Lockheed Martin files second protest over multi-billion dollar Pentagon award
Less than two weeks after losing a bid to win a $100 billion to build the nation’s next-generation stealth bomber, defense giant Lockheed Martin and partner Boeing Inc. filed a formal bid protest with the U.S. Government Accountability Office (GAO) saying the selection process was “fundamentally flawed.”
In the protest of the long-range strike bomber contract to Northrop Grumman on Oct. 27, Lockheed Martin and Boeing asked the GAO on Friday to open a formal docket to review the decision for the largest contract from the Pentagon in more than a decade.
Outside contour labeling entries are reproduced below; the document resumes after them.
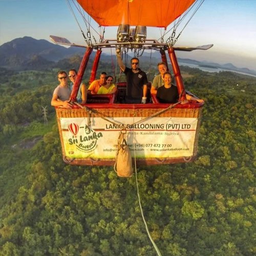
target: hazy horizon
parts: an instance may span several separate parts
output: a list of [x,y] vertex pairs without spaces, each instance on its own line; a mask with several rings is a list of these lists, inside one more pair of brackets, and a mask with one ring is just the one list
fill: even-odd
[[[66,1],[0,0],[0,45],[24,36],[51,41],[50,34],[84,44]],[[231,63],[238,68],[255,70],[255,10],[256,1],[205,0],[175,46],[213,44],[214,47],[207,51],[178,52],[177,56],[220,64]],[[76,17],[79,17],[77,14]],[[79,22],[86,33],[83,22]],[[91,23],[97,29],[93,20]],[[115,38],[116,31],[117,27],[106,27],[105,37]],[[147,38],[158,39],[163,32],[162,29],[148,28]]]

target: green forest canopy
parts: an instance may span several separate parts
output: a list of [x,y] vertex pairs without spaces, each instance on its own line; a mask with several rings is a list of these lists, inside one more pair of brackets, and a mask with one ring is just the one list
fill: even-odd
[[[193,163],[138,168],[151,235],[162,255],[255,254],[256,78],[182,71],[206,103],[199,153]],[[50,106],[56,73],[14,72],[0,85],[0,255],[156,255],[134,176],[63,162]]]

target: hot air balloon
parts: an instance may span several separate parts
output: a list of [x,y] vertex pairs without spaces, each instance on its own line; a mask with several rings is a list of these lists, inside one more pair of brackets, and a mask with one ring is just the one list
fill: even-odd
[[[207,50],[212,45],[197,47],[174,45],[180,35],[175,37],[178,25],[190,8],[198,8],[201,3],[196,6],[198,1],[195,0],[77,2],[78,9],[83,9],[101,28],[116,26],[117,36],[115,39],[105,38],[103,33],[98,41],[93,42],[94,39],[90,30],[83,34],[86,45],[82,46],[71,43],[66,38],[50,36],[55,43],[86,48],[70,97],[74,102],[72,109],[55,107],[64,161],[71,164],[113,165],[116,154],[114,145],[120,131],[124,129],[127,145],[138,164],[168,164],[194,160],[204,103],[190,101],[181,103],[186,99],[186,93],[189,92],[185,89],[175,51]],[[158,27],[165,30],[174,23],[173,33],[165,41],[166,30],[159,39],[147,38],[147,29]],[[89,83],[95,79],[101,52],[112,49],[120,49],[123,56],[130,51],[136,56],[145,50],[153,50],[159,53],[159,57],[167,67],[168,55],[179,94],[178,102],[160,103],[155,95],[151,94],[151,83],[149,82],[147,104],[123,103],[126,82],[119,80],[114,94],[89,95],[86,104],[77,103],[79,86],[91,53],[95,52],[95,55]],[[75,124],[84,129],[79,130],[76,141],[69,141],[72,142],[69,144],[66,127],[68,126],[72,133],[77,133],[78,129]],[[71,150],[71,147],[73,147]],[[70,152],[73,152],[72,155]]]
[[69,125],[69,130],[74,136],[75,136],[79,131],[78,125],[76,123],[70,123]]

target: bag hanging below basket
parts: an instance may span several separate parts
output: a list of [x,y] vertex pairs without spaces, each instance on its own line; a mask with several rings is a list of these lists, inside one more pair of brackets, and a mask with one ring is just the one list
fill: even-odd
[[114,169],[119,177],[129,178],[133,175],[133,168],[132,156],[127,145],[123,130],[118,140],[117,153]]

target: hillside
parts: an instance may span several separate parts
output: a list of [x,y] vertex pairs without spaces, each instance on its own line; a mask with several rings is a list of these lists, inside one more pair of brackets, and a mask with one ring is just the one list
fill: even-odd
[[24,36],[0,46],[0,66],[13,68],[26,66],[26,62],[33,61],[35,56],[43,60],[44,65],[47,60],[57,61],[75,54],[82,54],[84,52],[81,48],[73,47],[66,48],[46,40],[36,40]]
[[[79,47],[70,47],[66,48],[59,45],[55,45],[44,39],[37,40],[31,37],[24,36],[16,38],[12,41],[0,46],[0,67],[8,69],[16,70],[28,70],[33,69],[40,70],[54,68],[58,68],[56,63],[67,62],[65,59],[72,57],[74,55],[81,56],[84,52],[84,49]],[[95,51],[90,57],[90,62],[94,59]],[[130,53],[130,56],[133,53]],[[114,58],[113,58],[114,57]],[[161,60],[159,53],[157,51],[144,52],[140,56],[141,63],[150,61],[152,65],[156,65]],[[115,65],[115,54],[104,53],[101,55],[101,61],[106,63]],[[225,69],[256,75],[256,71],[247,68],[239,68],[232,63],[220,65],[209,61],[199,61],[188,58],[178,58],[178,62],[182,63],[189,63],[198,65],[199,67],[204,67],[216,69]],[[60,64],[60,66],[62,66]],[[79,66],[77,69],[78,69]]]
[[[62,161],[56,70],[1,71],[0,255],[156,255],[135,176]],[[151,236],[162,255],[255,255],[256,78],[181,72],[206,103],[199,153],[193,163],[137,166]]]

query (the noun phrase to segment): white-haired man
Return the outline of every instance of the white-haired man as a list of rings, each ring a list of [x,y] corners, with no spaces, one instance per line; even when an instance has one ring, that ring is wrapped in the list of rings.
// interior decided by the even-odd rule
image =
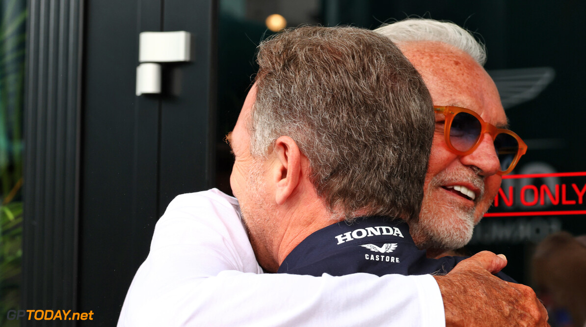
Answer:
[[[415,67],[418,68],[417,64]],[[251,91],[243,113],[246,112],[244,108],[250,110],[255,98]],[[436,98],[433,100],[435,101]],[[464,106],[468,103],[448,101],[441,104]],[[489,121],[493,124],[500,122],[496,120]],[[243,124],[246,126],[246,123]],[[242,128],[240,127],[241,131]],[[243,130],[246,132],[246,128]],[[241,137],[239,134],[237,137]],[[441,140],[438,141],[437,138],[434,138],[434,146],[442,145]],[[486,154],[490,141],[487,138],[481,139],[481,145],[473,152]],[[285,149],[285,144],[282,140],[280,147],[275,148]],[[494,152],[493,148],[492,151]],[[432,156],[434,151],[432,149]],[[244,149],[237,155],[237,162],[243,158],[246,160],[248,155]],[[449,159],[447,157],[449,156],[444,156]],[[451,169],[456,165],[454,161],[459,156],[455,156],[447,167]],[[496,167],[479,167],[480,164],[461,164],[476,172],[483,180],[486,176],[487,182],[488,178],[498,170]],[[240,167],[242,168],[239,168],[240,173],[243,175],[250,175],[249,172],[245,171],[247,169],[254,171],[254,166],[241,164]],[[430,172],[434,167],[430,163]],[[465,177],[452,182],[457,183],[441,183],[438,187],[449,189],[458,185],[461,193],[468,193],[470,190],[475,193],[476,198],[484,199],[480,186],[464,180],[467,178],[478,182],[479,178],[472,177],[472,174],[464,172],[461,169],[456,170],[460,171],[458,173],[465,174]],[[287,176],[284,172],[289,172],[282,169],[275,172],[279,173],[271,176],[281,179]],[[431,182],[426,182],[426,190],[429,190]],[[236,179],[232,182],[233,187],[239,183],[244,182],[239,182]],[[279,183],[275,185],[278,186]],[[466,189],[464,192],[462,186]],[[243,193],[247,189],[246,186],[241,185],[239,189],[237,186],[237,189],[239,190],[237,195],[246,198],[248,207],[256,207],[257,212],[267,209],[254,195]],[[278,204],[284,203],[284,196],[291,195],[286,185],[281,189],[283,190],[280,193],[275,191],[278,196],[274,200]],[[189,200],[193,198],[185,197],[174,200],[158,223],[149,258],[139,270],[131,286],[119,325],[132,325],[138,322],[143,325],[207,323],[217,325],[383,326],[408,323],[442,326],[444,319],[447,324],[499,325],[510,323],[511,321],[544,323],[547,319],[547,314],[530,289],[507,284],[490,274],[500,270],[506,264],[506,260],[487,253],[462,261],[451,273],[442,277],[391,275],[376,277],[357,274],[339,277],[327,275],[312,277],[258,274],[262,270],[253,254],[240,217],[234,213],[237,203],[214,192],[205,192],[199,196],[206,200],[194,203]],[[464,207],[474,208],[477,202],[481,203],[465,200],[468,202],[462,200],[461,203],[455,203]],[[217,223],[214,217],[210,216],[214,215],[222,217],[222,223]],[[273,229],[277,227],[271,222],[255,223],[255,226],[263,227],[255,230],[275,234]],[[194,233],[193,230],[197,231]],[[278,246],[275,248],[275,244],[282,244],[282,242],[267,239],[264,234],[256,233],[249,230],[257,257],[267,268],[274,269],[274,263],[279,263],[281,253]],[[298,243],[305,236],[299,236],[301,239],[287,234],[281,237],[283,240]],[[287,251],[283,252],[286,255]],[[279,254],[276,261],[274,256],[265,255],[271,253]]]

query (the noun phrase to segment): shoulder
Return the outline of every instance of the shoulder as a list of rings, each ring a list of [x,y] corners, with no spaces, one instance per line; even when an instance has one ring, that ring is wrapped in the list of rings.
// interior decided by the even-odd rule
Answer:
[[[156,223],[151,250],[174,244],[246,239],[236,198],[216,189],[176,197]]]

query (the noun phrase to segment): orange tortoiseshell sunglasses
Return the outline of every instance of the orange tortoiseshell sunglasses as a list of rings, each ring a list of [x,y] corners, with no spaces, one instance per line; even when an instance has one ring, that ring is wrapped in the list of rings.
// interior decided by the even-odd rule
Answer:
[[[458,155],[472,153],[480,144],[482,135],[484,133],[490,134],[500,163],[500,169],[497,172],[499,175],[510,173],[527,152],[527,145],[519,135],[509,130],[497,128],[469,109],[434,106],[434,110],[445,116],[445,143],[451,151]]]

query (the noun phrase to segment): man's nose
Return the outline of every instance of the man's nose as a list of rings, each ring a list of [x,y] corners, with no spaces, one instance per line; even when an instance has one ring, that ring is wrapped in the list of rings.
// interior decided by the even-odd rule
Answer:
[[[500,169],[499,157],[495,150],[492,137],[484,133],[482,141],[472,153],[460,157],[460,162],[466,166],[475,166],[482,171],[480,175],[485,177],[492,176]]]

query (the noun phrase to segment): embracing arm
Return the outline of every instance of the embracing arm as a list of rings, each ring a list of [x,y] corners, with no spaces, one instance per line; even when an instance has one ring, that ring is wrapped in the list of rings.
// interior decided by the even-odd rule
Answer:
[[[118,326],[443,326],[428,275],[259,273],[234,209],[201,195],[173,200],[157,223]]]
[[[182,196],[157,223],[118,326],[494,326],[547,320],[530,288],[490,274],[506,261],[490,253],[443,277],[262,274],[237,211],[200,193],[200,193]]]
[[[484,251],[434,276],[441,290],[447,326],[548,326],[547,312],[530,287],[491,272],[507,264]]]

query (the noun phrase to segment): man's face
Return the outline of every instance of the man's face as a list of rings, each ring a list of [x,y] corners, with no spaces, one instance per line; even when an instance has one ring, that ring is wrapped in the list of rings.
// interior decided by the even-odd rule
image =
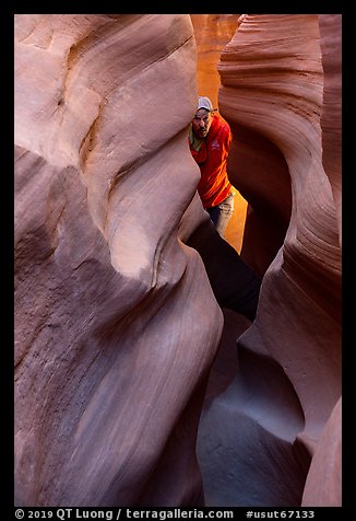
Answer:
[[[193,132],[197,136],[197,138],[200,138],[200,139],[206,138],[212,120],[213,120],[212,114],[205,111],[205,108],[200,108],[197,112],[192,120]]]

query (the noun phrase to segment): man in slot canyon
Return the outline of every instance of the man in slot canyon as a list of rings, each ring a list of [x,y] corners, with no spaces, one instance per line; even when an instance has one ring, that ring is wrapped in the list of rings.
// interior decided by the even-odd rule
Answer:
[[[198,193],[223,239],[234,213],[236,194],[226,170],[232,140],[228,123],[213,108],[207,96],[199,96],[198,109],[189,127],[189,146],[201,173]]]

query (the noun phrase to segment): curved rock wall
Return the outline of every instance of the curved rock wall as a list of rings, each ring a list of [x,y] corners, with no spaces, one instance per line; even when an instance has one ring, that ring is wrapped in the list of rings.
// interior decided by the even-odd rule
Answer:
[[[238,23],[247,264],[195,190],[190,16],[15,16],[19,506],[341,503],[340,16]]]
[[[340,22],[244,15],[218,65],[251,207],[242,257],[264,277],[237,375],[201,427],[210,505],[341,505]]]
[[[209,223],[190,18],[16,15],[15,38],[16,505],[202,505],[223,315],[179,239]]]

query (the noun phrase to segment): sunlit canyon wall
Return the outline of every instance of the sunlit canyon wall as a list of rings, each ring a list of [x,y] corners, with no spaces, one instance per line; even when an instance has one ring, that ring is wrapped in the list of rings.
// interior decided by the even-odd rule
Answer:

“Boeing and Lockheed Martin concluded the selection process for the Long Range Strike Bomber was fundamentally flawed. The cost evaluation performed by the government did not properly reward the contractors’ proposals to break the upward-spiraling historical cost curves of defense acquisitions, or properly evaluate the relative or comparative risk of the competitors’ ability to perform, as required by the solicitation,” Lockheed Martin and Boeing said in a joint release.
Now on the GAOs’ docket, this is Lockheed Martin’s second formal protest in two months over a high-profile government contract that went to a rival. After losing the $30 billion Joint Light Armored Vehicle contract to Oshkosh Defense in late August, Lockheed Martin filed a formal protest of that award on Sept. 8.